Japonya’nın Tokyo kentinde düzenlenecek olan 2020 Yaz Olimpiyatlarına katılma hakkı elde eden Rıza Kayaalp, Ankara Büyükşehir Belediyesi’nin düzenlediği etkinlikte açıklamalarda bulundu.
Grekoromen Güreş kategorisinde mücadele edecek olan Kayaalp gücünü zirveye doğru çıkardığını belirterek, "Sert antrenmanlarımızın son haftası kaldı. Bir hafta daha sıkı bir şekilde çalışıp sonra antrenmanları teke düşürerek devam edeceğiz. Gücümüzü zirveye doğru çıkarıyoruz. Gereken bütün hazırlıkları yaptık. Yapmaya devam ediyoruz. İnşallah her şeyin bizim için iyi olacağını düşünüyorum. Yeter ki oraya sakatlıksız tam ve güçlü, formlu bir şekilde gitmek çok önemli. Biz de gerekeni yaparak gideceğiz. Orada da inşallah almadığım tek altın madalyayı ülkeye kazandırmak amacım. Ben iyi olduğum sürece, sakatlığım, ağrım veya sızım olmadığı sürece son dakikaya kadar maçı alabileceğime inanıyorum. Sonuna kadar da savaşacağım ülkem adına. İnşallah iyi sonuçlarla ülkeme dönerim diye ümit ediyorum" değerlendirmesinde bulundu.

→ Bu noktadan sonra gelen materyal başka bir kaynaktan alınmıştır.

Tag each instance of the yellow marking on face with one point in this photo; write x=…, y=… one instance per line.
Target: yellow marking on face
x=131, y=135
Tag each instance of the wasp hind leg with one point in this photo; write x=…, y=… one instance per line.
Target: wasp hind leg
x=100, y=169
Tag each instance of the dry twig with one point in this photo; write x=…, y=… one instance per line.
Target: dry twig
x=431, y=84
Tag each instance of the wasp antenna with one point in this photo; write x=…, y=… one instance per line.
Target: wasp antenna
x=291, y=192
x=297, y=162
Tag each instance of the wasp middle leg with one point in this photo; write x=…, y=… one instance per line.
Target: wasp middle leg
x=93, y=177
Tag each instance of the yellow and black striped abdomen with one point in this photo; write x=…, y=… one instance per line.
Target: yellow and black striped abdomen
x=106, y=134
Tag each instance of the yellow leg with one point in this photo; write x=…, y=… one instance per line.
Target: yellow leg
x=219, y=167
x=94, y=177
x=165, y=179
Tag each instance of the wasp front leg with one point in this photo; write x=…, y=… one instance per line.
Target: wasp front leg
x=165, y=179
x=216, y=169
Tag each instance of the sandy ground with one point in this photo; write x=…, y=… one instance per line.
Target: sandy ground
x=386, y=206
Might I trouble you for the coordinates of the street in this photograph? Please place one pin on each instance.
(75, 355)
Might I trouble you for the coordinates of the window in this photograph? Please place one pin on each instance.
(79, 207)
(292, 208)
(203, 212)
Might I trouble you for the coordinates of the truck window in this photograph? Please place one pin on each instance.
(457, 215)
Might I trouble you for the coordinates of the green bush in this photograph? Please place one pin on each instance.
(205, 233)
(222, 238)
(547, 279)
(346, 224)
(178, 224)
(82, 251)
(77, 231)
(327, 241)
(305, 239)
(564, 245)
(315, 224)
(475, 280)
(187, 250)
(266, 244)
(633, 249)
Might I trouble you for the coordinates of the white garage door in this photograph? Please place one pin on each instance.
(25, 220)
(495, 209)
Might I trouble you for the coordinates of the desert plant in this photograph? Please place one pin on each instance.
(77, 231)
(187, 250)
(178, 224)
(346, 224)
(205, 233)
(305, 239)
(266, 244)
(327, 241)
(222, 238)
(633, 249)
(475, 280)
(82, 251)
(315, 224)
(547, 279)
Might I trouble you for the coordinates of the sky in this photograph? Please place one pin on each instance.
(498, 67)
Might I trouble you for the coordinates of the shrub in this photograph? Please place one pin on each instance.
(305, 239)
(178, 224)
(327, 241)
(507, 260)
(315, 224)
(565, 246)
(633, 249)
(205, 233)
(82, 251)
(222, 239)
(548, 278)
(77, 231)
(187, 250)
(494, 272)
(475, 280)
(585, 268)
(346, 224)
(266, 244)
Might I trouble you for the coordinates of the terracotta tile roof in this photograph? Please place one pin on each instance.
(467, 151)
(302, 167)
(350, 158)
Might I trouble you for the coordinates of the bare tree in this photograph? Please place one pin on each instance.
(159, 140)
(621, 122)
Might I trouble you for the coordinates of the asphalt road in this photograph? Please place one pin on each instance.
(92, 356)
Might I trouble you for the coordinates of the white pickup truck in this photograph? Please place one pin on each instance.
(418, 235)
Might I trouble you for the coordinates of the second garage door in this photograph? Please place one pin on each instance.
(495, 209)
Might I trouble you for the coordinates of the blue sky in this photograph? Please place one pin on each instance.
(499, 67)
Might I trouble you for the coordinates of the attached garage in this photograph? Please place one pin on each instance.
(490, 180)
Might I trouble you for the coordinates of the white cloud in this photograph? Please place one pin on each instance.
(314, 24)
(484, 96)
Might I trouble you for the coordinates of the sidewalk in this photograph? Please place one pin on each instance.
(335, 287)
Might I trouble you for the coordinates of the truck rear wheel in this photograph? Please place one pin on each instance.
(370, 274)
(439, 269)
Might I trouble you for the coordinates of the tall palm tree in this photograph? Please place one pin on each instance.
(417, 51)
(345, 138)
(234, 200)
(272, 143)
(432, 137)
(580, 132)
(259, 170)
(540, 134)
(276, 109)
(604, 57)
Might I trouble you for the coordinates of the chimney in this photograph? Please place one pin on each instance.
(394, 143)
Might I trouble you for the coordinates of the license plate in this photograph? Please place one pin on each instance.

Geçmişte kazandığı başarıların kendisine tecrübe olacağını düşünüp düşünmediği sorusunu cevaplayan Rıza Kayaalp, şöyle devam etti:
"Tabii ki. O kadar çok madalya aldık ki bireysel olarak bakarsak inanılmaz bir madalya koleksiyonumuz var. Binlerce sporcunun hayali olabilecek bir madalya koleksiyonumuz var. Tabii ki bunun tecrübesi var. Yılların verdiği, şampiyonaların verdiği tecrübe ile oraya gideceğiz. O kadar başarıyla olimpiyata gideceğiz. Tabii ki etkisi olacak. Rakiplerimiz şampiyonalarda yendiğimiz rakiplerin aynısı. Onlar bizden çekinecekler. Biz de ona göre maça çıkacağız. Hiçbir zaman rakibimizi küçümsemeyeceğiz."
Bundan önceki şampiyonlukların olimpiyatın habercisi olduğunu sürekli dile getirdiğini hatırlatan Rıza Kayaalp, “Olimpiyat altının habercisi olur. Bir önceki olimpiyatta gümüş, ondan önceki olimpiyatta da bronz olmuştu. Bunda olimpiyatlarda şampiyonluğun habercisi olur diye düşünüyorum. İnşallah şampiyonlukla ülkeme dönerim. Şu an bir şey hissetmiyorum. Tecrübeli bir sporcuyum. Öyle çok heyecan yapmak gücü bitirir bilirsiniz. Sporcunun çok heyecanlı olmaması gerekir. Sporcunun heyecanı ve stresi kontrol edebilmesi çok önemli. O yüzden maç gününe kadar çok bir heyecanım olacağını düşünmüyorum. Kuralar çekildikten sonra orada biraz heyecan olursa olur. Zaten ben kendime güveniyorsam, gücüm kuvvetim yerindeyse, sakatlığım yoksa Allah’a şükür fazla bir heyecanım olmaz diye düşünüyorum" dedi.